- Individually, I love a lot of panels in this story. But as a whole, I really love this entire page. The layout, the character designs, and the individual "business" of each character feels like a real accomplishment for me. As for the "business", that's an acting term I picked up in college. It's what a character does on stage, either while speaking, reacting to what someone else is saying, or just being a part of the background. You don't want to detract from the focus of the scene, but you always want to be engaged in the scene, to be a part of it. I believe it's important to be a good actor, and have the characters you draw be good actors, if you want to be a good cartoonist. I feel that I am, and I credit the training I got in college and in community theater with giving me those skills.

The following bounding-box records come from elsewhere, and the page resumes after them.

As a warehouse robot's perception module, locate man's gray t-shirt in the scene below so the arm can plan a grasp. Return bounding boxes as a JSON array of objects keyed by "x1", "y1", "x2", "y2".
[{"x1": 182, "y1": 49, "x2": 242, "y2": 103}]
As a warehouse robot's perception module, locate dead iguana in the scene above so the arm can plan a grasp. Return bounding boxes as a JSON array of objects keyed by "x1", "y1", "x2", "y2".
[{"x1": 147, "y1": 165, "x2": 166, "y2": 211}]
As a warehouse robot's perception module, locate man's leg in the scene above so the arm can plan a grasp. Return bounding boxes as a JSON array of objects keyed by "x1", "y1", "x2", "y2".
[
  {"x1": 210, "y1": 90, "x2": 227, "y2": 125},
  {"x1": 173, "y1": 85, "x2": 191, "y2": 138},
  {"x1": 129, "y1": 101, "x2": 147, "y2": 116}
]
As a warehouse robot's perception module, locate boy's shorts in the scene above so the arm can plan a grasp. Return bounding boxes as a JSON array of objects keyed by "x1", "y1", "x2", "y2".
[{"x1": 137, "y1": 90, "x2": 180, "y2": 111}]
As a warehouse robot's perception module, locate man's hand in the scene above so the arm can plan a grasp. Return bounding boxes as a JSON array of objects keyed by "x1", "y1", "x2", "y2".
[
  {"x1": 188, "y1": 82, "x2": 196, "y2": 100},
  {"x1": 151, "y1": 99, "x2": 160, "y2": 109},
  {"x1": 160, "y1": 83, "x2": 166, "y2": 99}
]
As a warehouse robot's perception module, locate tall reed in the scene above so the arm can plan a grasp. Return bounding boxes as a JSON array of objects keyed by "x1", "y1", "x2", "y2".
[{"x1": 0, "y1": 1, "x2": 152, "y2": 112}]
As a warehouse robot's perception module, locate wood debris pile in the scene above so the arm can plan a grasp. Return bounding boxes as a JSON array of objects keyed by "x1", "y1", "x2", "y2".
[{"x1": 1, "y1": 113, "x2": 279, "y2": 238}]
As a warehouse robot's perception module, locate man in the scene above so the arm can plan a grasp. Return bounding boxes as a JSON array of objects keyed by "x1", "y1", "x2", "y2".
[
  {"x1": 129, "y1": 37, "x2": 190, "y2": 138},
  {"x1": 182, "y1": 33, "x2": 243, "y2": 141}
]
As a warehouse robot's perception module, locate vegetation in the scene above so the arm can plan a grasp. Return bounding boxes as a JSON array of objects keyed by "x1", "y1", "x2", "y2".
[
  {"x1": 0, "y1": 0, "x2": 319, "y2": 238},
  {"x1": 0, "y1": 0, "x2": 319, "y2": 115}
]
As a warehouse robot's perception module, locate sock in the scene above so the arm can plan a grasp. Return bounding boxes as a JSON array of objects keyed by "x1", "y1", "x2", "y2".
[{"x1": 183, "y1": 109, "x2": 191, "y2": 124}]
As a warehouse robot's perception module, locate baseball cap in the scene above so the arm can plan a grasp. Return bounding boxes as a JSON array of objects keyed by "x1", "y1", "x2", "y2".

- "Sweet angel of mercy" was a term that I concocted back in 2002 for my second homemade horror film, "Son of Scurvy" (sequel to "Scurvy"), written and directed by me and spoken by my actor and best pal, Pat Dooley.
- The character in panel two who questions Chum is my friend Chad Porter. Chad hails from my favorite city of Toronto, so it felt very appropriate to slip him in as a cameo in this Canadian-set story.
- I promised you back on page eight of this story that I'd explain more about my mysterious head-sniffing character. Allow me to introduce you to Aggie Onionskin, one of my most favorite one-off characters that I ever created (one-off meaning a character I only intended to use once). I wanted to create a doomsday character, similar to those you've seen in classic horror films like "Friday the 13th" (You're doomed! You're all doomed!!"), but I also wanted that character to be a see'er. Giving her the "second smell" seemed like an unexpected twist and good gag, and certainly a fun visual, seeing her sniffing heads and predicting weird futures for those being sniffed. I knew I wanted a short, dumpy little Gypsy-type character, and my initial inspiration was Mad Madame Mim from the 1963 Disney cartoon, "The Sword in the Stone". Mim is probably my favorite cartoon witch ever, and a wonderful character. I allowed my inspiration to drift into the realm of Jim Henson, and drew similar reference from the character Aughra from his film "The Dark Crystal" (1982), and from the The Junk Lady from Jim's film "Labyrinth" (1986). My final design was inspired by those references in spirit, but ultimately came from my own imagination. Aggie Onionskin's name came from the names of two types of marbles, Aggie and Onionskin. I'm not sure what made me go to marbles for the character's name. I already knew of "aggies" from my childhood, and probably thought it'd make a good first name. I believe that prompted me to look up other marble names, and from that, I slapped together a fun moniker.
- The redhead getting sniffed by Aggie in the last three panels was modeled after my friend and former co-worker from days as a parks and rec employee, Erin Reardon.
- While I wanted Aggie to foresee the future, I didn't want to lose the humor of the character, so I punctuated all her predictions with a ridiculous prophecy. "Your goldfish has decided to vote Republican" was comedy gold to me when I wrote it, and it still cracks me up today.
- I loved the design of Aggie so much that I recently reappropriated it for my new comic, "Bodie Troll", which is published by Red 5 Comics and will be released this March. Aggie makes a cameo in issue #1 as a chimney sweep.